If you're a millennial comics fan all this might be news to you. Maybe you Gen X or Ys might have seen these car humor mags. I'm betting a lot of the boomers here LIVED in these comics. Created at the the height of the California car culture craze, CARtoons, DRAG Cartoons and, eventually CYCLEtoons were common sights on magazine stands everywhere. Rat Fink and the Weird-Ohs were kids kounter-kulture heroes made all the cooler because our parents didn't understand them.
To be honest, other than the gearhead kids I grew up with, mots of us didn't understand the creations of Big Daddy Ed Roth and Mouse and other CARtoonists. But that impenetrability only made them seem even hipper. The jokes were probably only funny to dedicated rodders and grease monkeys. And I suspect they weren't that funny to them.To say the humor was sophomoric is being kind. But when you're twelve, sophomoric seems pretty sophisticated. I mean, jokes about hot girls. Hee hee.
And, looking back on these it's easy to excuse the obvious objectification of women portrayed in these magazines. The females were always unobtainable objects of desire; the heroes of these stories being either motor-nerds or simply romantically inept.
These were the handbooks for the whole fad of building custom car and Weird-Oh models and collecting oil company stickers and decals. The t-shirts, caps, key chains and all the rest of the brick-a-back we HAD to have to be perceived as cool.
The magazines were in publication into the early 90s and I noticed that CARtoons has returned in magazine form and has survived to issue #15 at least. But, over their run, the magazines fell in quality. Particularly in the art area. In those early days they featured the cream of comics creators. Especially from the California-based talents, many of whom worked in Hollywood animation as well as funnybooks.

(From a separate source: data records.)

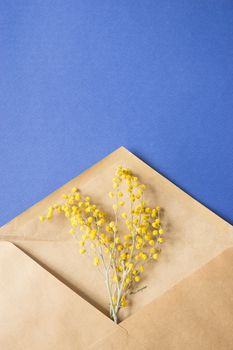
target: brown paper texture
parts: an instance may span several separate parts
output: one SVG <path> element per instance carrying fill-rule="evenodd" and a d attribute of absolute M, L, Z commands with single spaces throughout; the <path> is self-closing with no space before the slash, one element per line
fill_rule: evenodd
<path fill-rule="evenodd" d="M 121 323 L 92 350 L 232 350 L 233 248 Z M 138 347 L 135 346 L 138 344 Z M 143 347 L 141 347 L 143 344 Z"/>
<path fill-rule="evenodd" d="M 119 165 L 130 168 L 140 181 L 148 185 L 146 201 L 149 204 L 164 208 L 167 243 L 158 264 L 152 264 L 147 269 L 142 281 L 147 288 L 133 296 L 130 308 L 120 315 L 123 322 L 118 328 L 127 320 L 134 322 L 138 312 L 147 308 L 146 305 L 151 305 L 184 278 L 225 249 L 233 247 L 231 225 L 121 147 L 0 229 L 0 240 L 13 242 L 87 303 L 108 315 L 102 277 L 88 257 L 77 252 L 78 248 L 68 234 L 66 220 L 57 217 L 42 224 L 38 216 L 51 204 L 59 202 L 61 195 L 73 186 L 77 186 L 84 195 L 90 195 L 104 211 L 110 212 L 111 202 L 107 193 L 111 190 L 111 179 Z M 135 344 L 134 337 L 127 332 L 121 332 L 121 339 L 129 349 L 132 348 L 130 342 Z M 140 346 L 145 347 L 145 344 L 143 341 Z M 148 346 L 151 345 L 146 348 Z"/>
<path fill-rule="evenodd" d="M 86 350 L 117 328 L 8 242 L 0 242 L 0 276 L 2 350 Z"/>

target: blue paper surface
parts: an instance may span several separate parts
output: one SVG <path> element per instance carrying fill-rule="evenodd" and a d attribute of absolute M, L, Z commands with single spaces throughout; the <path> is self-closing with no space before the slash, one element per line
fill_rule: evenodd
<path fill-rule="evenodd" d="M 233 2 L 0 2 L 0 224 L 123 145 L 233 222 Z"/>

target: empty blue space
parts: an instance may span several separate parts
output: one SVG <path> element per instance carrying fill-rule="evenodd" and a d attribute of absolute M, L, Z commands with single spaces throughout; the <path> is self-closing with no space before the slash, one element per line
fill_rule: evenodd
<path fill-rule="evenodd" d="M 233 222 L 231 0 L 2 0 L 0 224 L 123 145 Z"/>

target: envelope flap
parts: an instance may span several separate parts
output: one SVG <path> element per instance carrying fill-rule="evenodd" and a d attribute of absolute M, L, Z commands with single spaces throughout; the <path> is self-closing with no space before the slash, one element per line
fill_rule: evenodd
<path fill-rule="evenodd" d="M 121 323 L 148 349 L 233 348 L 233 248 Z"/>
<path fill-rule="evenodd" d="M 121 322 L 91 350 L 232 350 L 232 276 L 230 248 Z"/>
<path fill-rule="evenodd" d="M 116 327 L 8 242 L 0 242 L 0 308 L 4 350 L 86 350 Z"/>

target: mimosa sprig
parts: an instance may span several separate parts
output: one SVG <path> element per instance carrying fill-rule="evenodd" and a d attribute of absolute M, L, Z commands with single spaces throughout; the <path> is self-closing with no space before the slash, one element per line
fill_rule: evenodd
<path fill-rule="evenodd" d="M 112 217 L 74 187 L 62 196 L 63 203 L 52 205 L 40 220 L 51 220 L 56 213 L 70 221 L 69 233 L 78 240 L 80 254 L 88 252 L 93 265 L 103 273 L 110 317 L 117 323 L 120 309 L 127 307 L 132 294 L 143 289 L 138 285 L 145 267 L 158 260 L 165 240 L 160 207 L 146 205 L 146 186 L 138 177 L 119 166 L 112 187 L 108 193 L 113 201 Z"/>

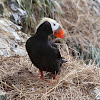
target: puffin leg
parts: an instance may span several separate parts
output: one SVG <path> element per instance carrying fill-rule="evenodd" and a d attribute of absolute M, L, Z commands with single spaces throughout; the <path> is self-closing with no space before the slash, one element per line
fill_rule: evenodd
<path fill-rule="evenodd" d="M 43 71 L 40 70 L 40 69 L 39 69 L 39 71 L 40 71 L 40 74 L 41 74 L 40 78 L 43 78 Z"/>
<path fill-rule="evenodd" d="M 54 79 L 55 79 L 55 80 L 57 79 L 57 74 L 55 74 Z"/>

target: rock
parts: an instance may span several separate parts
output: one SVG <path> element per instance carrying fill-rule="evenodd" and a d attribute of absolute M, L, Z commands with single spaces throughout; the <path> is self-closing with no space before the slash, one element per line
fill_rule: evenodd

Alex Toth, Warren Tufts, Russ Manning and Mel Keefer were frequent contributors. The magazine even found its own superstar in Gilbert Shelton who introduced the swine of steel Wonder Warthog in the pages of Pete Millar's publications.
I thought I'd share a few stories from DRAG Cartoons #2.
First up is a beautiful job by Russ Manning that I suspect Russ might have scripted himself.
Next is a story by Alex Toth, author unknown. That's E.G. Marshall from a popular lawyer show The Defenders as the prosecuting attorney condemning the hapless hero.
And finally, a simply gorgeous piece of draftsmanship from Warren Tufts.
GenX here...I remember seeing articles about Big Daddy Ed Roth in my dad's old hot rodding magazines in the 70's but sadly I was never really around comics much growing up.